In another incident a paramedic received facial injuries after being kicked by a patient being attended to in Dalby.

In the third incident a paramedic received blows to his back and flank from the knees of an agitated patient in an ambulance also in Dalby.

Local United Voice ambulance delegate Ginny Lovelady said she was shocked by the severity of these unprovoked attacks.

"It's appalling to understand that at someone's request for assistance, one of our officers has needed emergency attention and an operation following a serious assault from a patient. Not only does that affect the officers involved, but members of their family too," she said. 

"We go to work every day to keep people safe and support them through some of their most difficult times. We don't deserve to be attacked or assaulted as we go about our job.

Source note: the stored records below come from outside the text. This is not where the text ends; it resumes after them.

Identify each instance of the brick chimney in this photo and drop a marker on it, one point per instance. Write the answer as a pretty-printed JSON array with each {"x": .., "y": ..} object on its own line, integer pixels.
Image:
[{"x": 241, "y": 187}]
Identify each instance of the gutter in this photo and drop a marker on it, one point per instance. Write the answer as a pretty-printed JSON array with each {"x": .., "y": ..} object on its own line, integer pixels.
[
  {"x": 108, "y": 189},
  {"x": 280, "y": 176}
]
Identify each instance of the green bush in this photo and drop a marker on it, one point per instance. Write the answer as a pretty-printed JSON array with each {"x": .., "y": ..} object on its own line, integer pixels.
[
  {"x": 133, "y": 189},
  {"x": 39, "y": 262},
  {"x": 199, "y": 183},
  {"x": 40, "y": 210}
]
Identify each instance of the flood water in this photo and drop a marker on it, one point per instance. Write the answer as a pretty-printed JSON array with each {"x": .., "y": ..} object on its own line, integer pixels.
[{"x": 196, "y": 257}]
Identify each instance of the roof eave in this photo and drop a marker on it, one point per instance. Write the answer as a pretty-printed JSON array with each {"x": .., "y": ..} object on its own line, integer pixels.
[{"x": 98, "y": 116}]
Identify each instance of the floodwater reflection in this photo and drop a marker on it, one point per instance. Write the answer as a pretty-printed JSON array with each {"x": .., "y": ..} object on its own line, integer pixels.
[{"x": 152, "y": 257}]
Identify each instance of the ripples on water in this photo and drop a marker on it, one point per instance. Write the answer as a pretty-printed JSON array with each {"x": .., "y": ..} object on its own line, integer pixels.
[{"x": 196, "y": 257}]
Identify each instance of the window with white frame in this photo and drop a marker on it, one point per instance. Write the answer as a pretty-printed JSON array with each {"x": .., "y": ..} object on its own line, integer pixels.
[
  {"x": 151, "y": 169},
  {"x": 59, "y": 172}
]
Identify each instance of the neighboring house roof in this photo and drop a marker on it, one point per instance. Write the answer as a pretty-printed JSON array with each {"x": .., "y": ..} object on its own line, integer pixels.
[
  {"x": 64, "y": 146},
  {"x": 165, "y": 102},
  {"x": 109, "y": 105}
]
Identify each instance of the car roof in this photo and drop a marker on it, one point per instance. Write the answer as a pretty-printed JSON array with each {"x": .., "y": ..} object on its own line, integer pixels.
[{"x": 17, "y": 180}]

"Working together, United Voice and QAS have developed a number of new initiatives which have  included the introduction of new technology, a revised tactical de-escalation and safety program, and the introduction of chemical sedation for aggressive or violent patients.

"We are now calling on the public to help us by taking responsibility for their own actions.

"It also helps when people making the 000 call tell the operator that the person we are responding to may be struggling and  there is a risk of violence."

QAS Assistant Commissioner Darling Downs LASN,  Stephen Zsombok, says "enough is enough" when it comes to occupational violence.

"One assault on our paramedics is one too many, and we don't want to watch this happen ever again," he said.

"Some acts of violence require long term physical and mental recovery and can have a devastating impact on our staff and their families.

"While serious acts of physical assault are rare, actions such as verbal abuse or intimidating behaviour also adversely affect staff and happen far too often."

Mr Zsombok highlighted the importance of respecting paramedics and letting them do their job caring for the community.

"A hostile environment impedes us from completing our job efficiently and safely, so I'm urging the community to please respect our staff - there is no excuse for abuse."

QAS recently launched a "Respect Our Staff" campaign to urge communities to recognise that frontline officers are regular people who, like everyone else,  require a safe environment in which to work.